With its focus on giving aged war criminals their 15 minutes of fame, The Act of Killing leaves almost no taboo unbroken.  Yet the film is far from a celebration of the wicked, and acknowledges that the reality of the situation in Indonesia - where, it's noted repeatedly, the word for "gangster" is derived from the term for "free man" - is not so cut and dried.  The most disturbing parts of the film involve the killers who are not affected by the emotional intensity of the re-enactments:  one of them dispassionately mentions stabbing his Chinese girlfriend's father in the 1960s, simply because the ruling powers instructed the paramilitaries to attack any ethnic Chinese.  The Act of Killing is less like the single-issue doc it appears to be - though it includes plenty of information about this forgotten dark period of Indonesian history - and more of a broad commentary on human nature, selective memory, and the proper pursuit of justice.  It's easy to get mad at these people getting let off the hook half a world away.  But where's the sustained outrage when we allow some of our criminals to hide in plain sight?

Thursday, August 1, 2013

The Spectacular Now


The Spectacular Now (2013)
Dir. James Ponsoldt

2.5 out of 5


The soft focus of nostalgia always smooths out the rough edges of a bygone romance.  That goes double for teen romances like the one in The Spectacular Now, between popular party animal Sutter Keely (Miles Teller) and his sheltered classmate Aimee Finicky (Shailene Woodley).  Even though it takes place in the present day, director James Ponsoldt (Smashed) and co-writers Scott Neustadter and Michael H. Weber adapt Tim Tharp's novel in a way that suggests grown men attempting to iron out the wrinkles of the past - it's certainly not devoid of heartbreak, but it has an unfussy vibe that bends it closer to fantasy than a realistic examination of the challenges confronted by a messy, mismatched couple.

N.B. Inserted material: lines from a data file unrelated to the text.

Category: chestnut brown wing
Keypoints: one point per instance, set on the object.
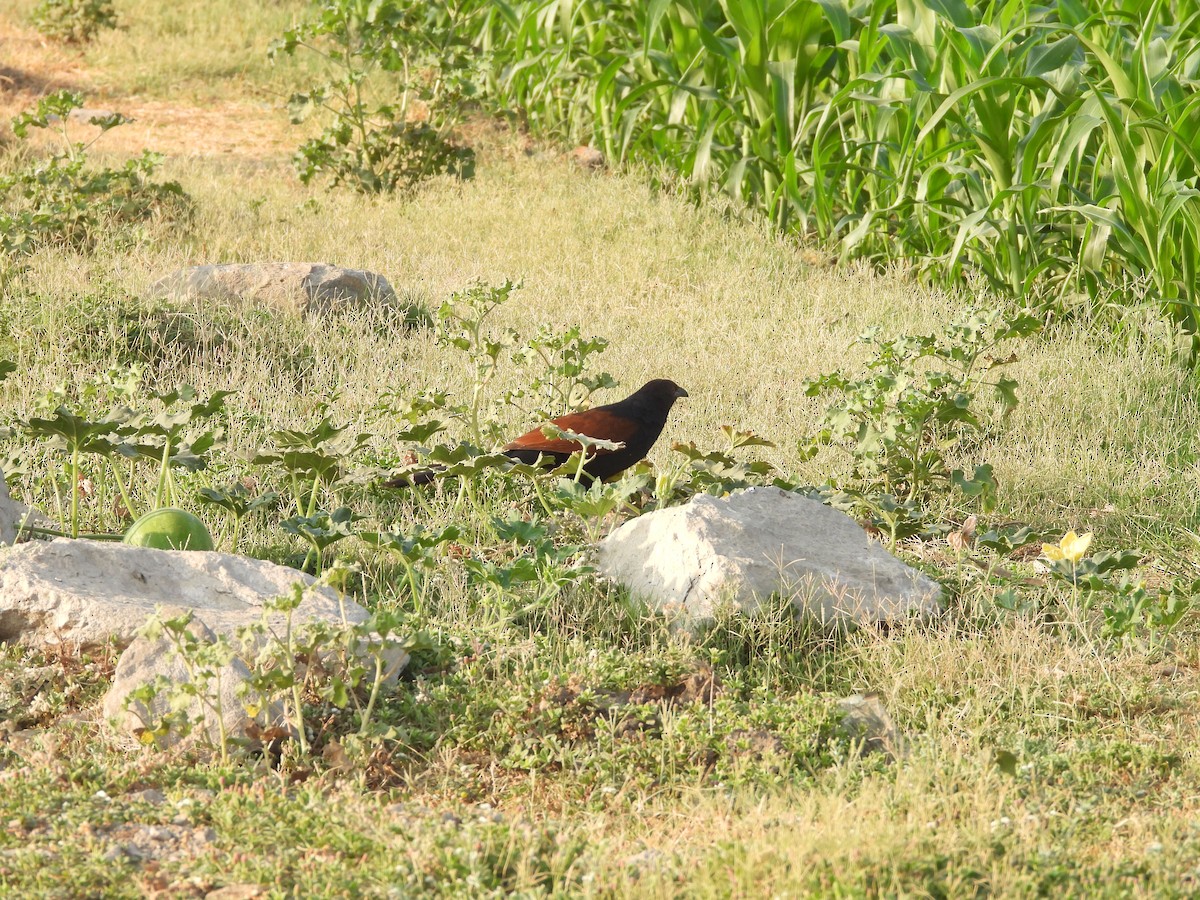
(594, 423)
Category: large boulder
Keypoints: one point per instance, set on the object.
(688, 561)
(291, 287)
(88, 593)
(85, 593)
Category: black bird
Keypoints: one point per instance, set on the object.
(635, 421)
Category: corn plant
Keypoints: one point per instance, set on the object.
(1048, 149)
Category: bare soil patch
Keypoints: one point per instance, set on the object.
(31, 66)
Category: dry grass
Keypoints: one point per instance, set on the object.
(1102, 801)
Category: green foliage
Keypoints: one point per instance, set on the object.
(73, 21)
(63, 201)
(172, 437)
(1047, 148)
(916, 403)
(407, 136)
(283, 665)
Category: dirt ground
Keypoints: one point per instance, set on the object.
(31, 66)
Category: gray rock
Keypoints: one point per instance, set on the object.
(291, 287)
(691, 559)
(865, 719)
(89, 592)
(85, 114)
(13, 515)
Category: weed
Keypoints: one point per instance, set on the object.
(61, 201)
(396, 143)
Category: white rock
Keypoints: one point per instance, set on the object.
(87, 592)
(293, 287)
(688, 561)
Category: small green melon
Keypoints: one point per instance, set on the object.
(169, 528)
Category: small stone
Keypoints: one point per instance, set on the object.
(865, 719)
(690, 561)
(150, 796)
(85, 114)
(237, 892)
(588, 157)
(291, 287)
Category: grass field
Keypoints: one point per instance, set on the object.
(498, 775)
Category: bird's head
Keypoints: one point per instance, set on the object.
(663, 390)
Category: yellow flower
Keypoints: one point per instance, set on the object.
(1072, 547)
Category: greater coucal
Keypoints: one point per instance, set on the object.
(635, 421)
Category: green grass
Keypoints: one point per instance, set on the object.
(511, 775)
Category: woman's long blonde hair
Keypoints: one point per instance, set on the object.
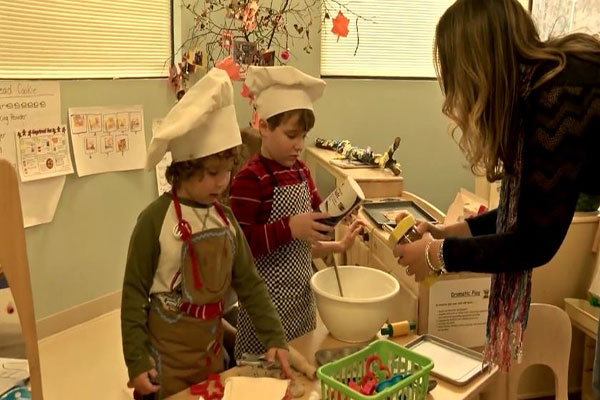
(480, 46)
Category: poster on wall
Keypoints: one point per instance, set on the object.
(161, 168)
(458, 310)
(43, 152)
(25, 105)
(107, 139)
(560, 17)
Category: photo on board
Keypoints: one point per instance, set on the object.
(107, 144)
(135, 119)
(78, 123)
(123, 121)
(95, 122)
(90, 145)
(122, 143)
(110, 122)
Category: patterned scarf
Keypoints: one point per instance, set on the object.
(510, 293)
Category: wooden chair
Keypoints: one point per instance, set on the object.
(547, 341)
(13, 262)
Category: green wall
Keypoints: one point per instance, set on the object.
(80, 255)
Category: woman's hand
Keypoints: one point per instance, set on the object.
(348, 241)
(283, 358)
(438, 231)
(412, 256)
(143, 382)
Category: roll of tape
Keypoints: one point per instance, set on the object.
(400, 230)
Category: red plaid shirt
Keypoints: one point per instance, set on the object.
(251, 200)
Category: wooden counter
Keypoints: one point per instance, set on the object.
(320, 338)
(374, 182)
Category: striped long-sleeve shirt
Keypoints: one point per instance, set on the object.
(251, 200)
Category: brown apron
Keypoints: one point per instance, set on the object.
(186, 334)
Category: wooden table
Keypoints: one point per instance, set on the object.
(489, 385)
(585, 318)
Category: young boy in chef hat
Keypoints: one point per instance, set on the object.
(187, 250)
(275, 198)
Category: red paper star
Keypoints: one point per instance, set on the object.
(229, 66)
(340, 25)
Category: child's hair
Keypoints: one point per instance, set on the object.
(306, 119)
(480, 46)
(178, 172)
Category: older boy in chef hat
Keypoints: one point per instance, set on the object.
(275, 198)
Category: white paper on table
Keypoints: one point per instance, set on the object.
(458, 310)
(250, 388)
(25, 104)
(107, 139)
(43, 152)
(161, 168)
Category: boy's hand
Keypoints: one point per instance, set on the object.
(282, 356)
(348, 240)
(306, 227)
(142, 383)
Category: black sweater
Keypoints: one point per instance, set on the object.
(561, 159)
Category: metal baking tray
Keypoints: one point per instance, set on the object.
(451, 362)
(325, 356)
(376, 211)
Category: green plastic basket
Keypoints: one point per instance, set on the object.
(335, 376)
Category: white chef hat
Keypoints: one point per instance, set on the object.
(280, 89)
(202, 123)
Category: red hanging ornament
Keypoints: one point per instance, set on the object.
(340, 25)
(228, 65)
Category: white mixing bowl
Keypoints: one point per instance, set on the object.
(358, 316)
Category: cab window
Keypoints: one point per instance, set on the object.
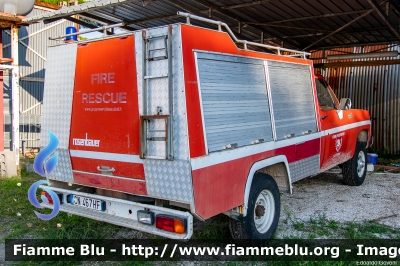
(325, 98)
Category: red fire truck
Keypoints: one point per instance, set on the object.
(196, 120)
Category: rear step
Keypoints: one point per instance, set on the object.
(123, 213)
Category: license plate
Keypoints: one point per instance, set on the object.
(94, 204)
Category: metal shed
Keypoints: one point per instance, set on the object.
(320, 26)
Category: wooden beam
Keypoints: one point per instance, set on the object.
(358, 63)
(385, 19)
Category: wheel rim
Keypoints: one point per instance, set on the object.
(264, 211)
(360, 163)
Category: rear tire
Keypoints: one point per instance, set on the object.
(355, 169)
(263, 211)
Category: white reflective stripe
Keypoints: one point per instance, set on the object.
(234, 154)
(126, 158)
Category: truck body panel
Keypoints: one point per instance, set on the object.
(180, 113)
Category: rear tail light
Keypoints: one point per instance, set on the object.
(171, 224)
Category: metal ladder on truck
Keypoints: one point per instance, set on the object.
(149, 133)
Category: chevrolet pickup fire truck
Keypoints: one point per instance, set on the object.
(163, 124)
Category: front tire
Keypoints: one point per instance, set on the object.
(355, 169)
(263, 211)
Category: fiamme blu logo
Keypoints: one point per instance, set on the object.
(43, 167)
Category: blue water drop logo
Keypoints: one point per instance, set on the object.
(45, 169)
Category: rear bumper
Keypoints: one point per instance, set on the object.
(123, 213)
(370, 142)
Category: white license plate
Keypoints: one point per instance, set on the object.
(93, 204)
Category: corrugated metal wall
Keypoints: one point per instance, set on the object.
(374, 88)
(34, 41)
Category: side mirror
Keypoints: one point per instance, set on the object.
(345, 104)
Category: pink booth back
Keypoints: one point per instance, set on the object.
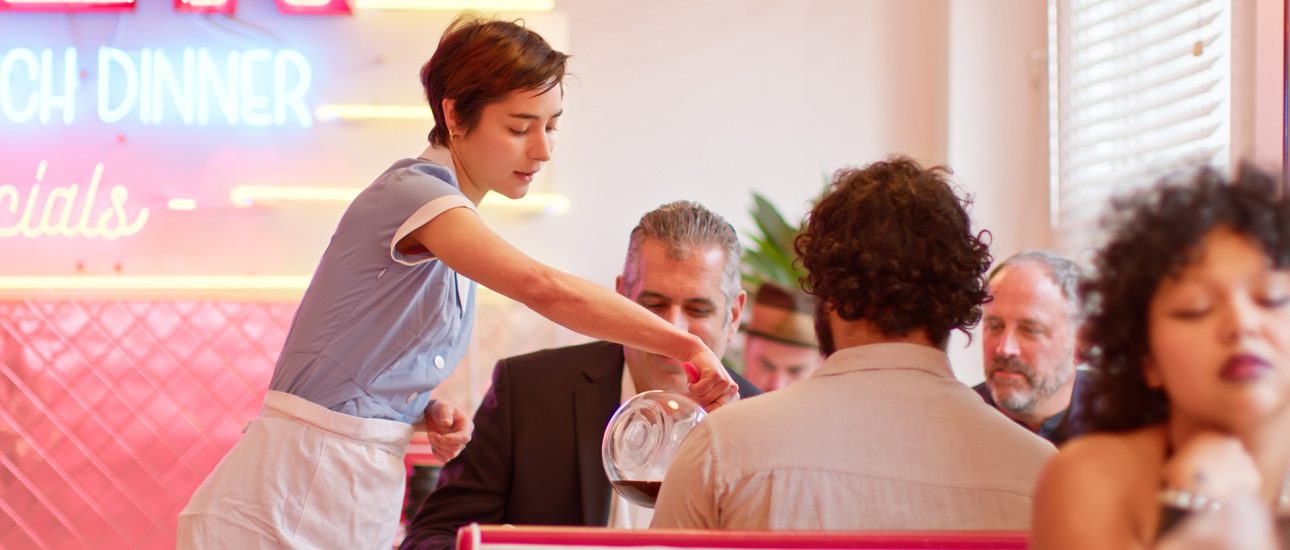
(498, 537)
(115, 411)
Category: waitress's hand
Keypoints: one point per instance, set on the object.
(712, 387)
(448, 429)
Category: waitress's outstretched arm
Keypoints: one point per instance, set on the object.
(462, 240)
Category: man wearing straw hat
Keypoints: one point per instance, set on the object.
(781, 345)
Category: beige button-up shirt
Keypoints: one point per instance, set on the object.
(881, 437)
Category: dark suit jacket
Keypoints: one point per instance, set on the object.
(534, 457)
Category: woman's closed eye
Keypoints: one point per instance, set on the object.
(1275, 301)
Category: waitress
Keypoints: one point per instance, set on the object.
(391, 305)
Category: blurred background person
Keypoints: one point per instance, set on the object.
(1190, 340)
(779, 346)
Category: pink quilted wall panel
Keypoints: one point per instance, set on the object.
(114, 412)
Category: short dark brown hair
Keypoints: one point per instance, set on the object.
(892, 244)
(480, 61)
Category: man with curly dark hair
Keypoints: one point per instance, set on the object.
(881, 437)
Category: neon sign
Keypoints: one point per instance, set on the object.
(57, 213)
(254, 87)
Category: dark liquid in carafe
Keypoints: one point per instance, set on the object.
(639, 492)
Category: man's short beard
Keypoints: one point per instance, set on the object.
(1023, 400)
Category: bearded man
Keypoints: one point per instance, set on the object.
(1031, 340)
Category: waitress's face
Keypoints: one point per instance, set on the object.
(1219, 335)
(508, 145)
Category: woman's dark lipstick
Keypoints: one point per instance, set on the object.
(1244, 367)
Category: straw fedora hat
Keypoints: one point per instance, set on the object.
(784, 315)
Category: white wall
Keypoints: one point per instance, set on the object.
(712, 100)
(999, 141)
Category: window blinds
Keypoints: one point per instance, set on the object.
(1138, 89)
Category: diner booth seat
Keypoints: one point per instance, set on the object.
(507, 537)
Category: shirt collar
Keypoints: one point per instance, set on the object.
(888, 356)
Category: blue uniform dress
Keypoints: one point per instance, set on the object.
(378, 329)
(376, 332)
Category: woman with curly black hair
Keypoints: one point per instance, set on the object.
(881, 435)
(1190, 337)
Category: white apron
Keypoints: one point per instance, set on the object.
(302, 477)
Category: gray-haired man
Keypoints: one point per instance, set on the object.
(1031, 335)
(535, 451)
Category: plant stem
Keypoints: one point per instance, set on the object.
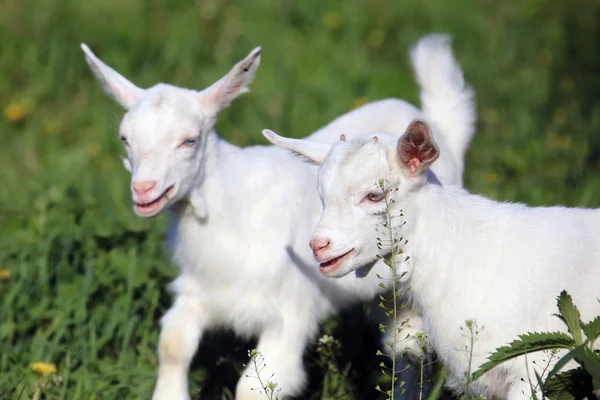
(394, 283)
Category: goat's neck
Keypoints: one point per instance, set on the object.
(434, 227)
(217, 181)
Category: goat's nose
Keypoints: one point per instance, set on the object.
(318, 244)
(143, 187)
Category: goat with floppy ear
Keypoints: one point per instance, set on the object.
(240, 224)
(499, 264)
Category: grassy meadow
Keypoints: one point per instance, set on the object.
(83, 281)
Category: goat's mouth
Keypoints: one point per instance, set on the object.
(336, 262)
(154, 207)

The spirit of Cameron Crowe permeates The Spectacular Now, which locates new sources of sweetness in the bad boy/nice girl love story trope.  Sutter is eighteen years old and already a maintenance drinker, packing a flask everywhere he goes, pouring it into giant 32-oz. cups of soda to keep his buzz going.  He's "100 percent serious about not being serious" and tries to inculcate Aimee with his live-in-the-now ethos.  While they rub off on each other in both positive and negative ways - Aimee quickly develops an affinity for the sauce - it's Aimee who takes the vapors of Sutter's blissful slackerdom and translates them into purposeful action, bringing his entire hakuna matata philosophy into question.

The Spectacular Now has enough charm to allow us to suspend disbelief to a point, like its claim that the luminous Woodley is invisible to boys.  However, the lack of verisimilitude becomes an issue once Sutter tracks down his deadbeat father (Kyle Chandler, playing marvelously against type) and begins a downward spiral that threatens to cost him everything.  Aimee in particular has the patience of Job; again, it's acceptable to a point for a shy girl in the initial ecstasies of True Love, but the film takes it too far into a gray area between understanding and abuse. 

There's still plenty to admire about The Spectacular Now, which is a great credit to its cast and Ponsoldt's ability to replicate the improbably dreamy tone of Crowe's films (Say Anything... is the touchstone here).  Teller has an easy charisma about him and effortlessly pulls off a character who's loved by everyone and yet is close to no one: "You'll always be my favorite ex-boyfriend," remarks Cassidy (Brie Larson), his previous partner.  Unfortunately, Ponsoldt assumes too casually that Sutter will be our favorite rascal as well, and waits too long to give us a reason to believe in his redemption.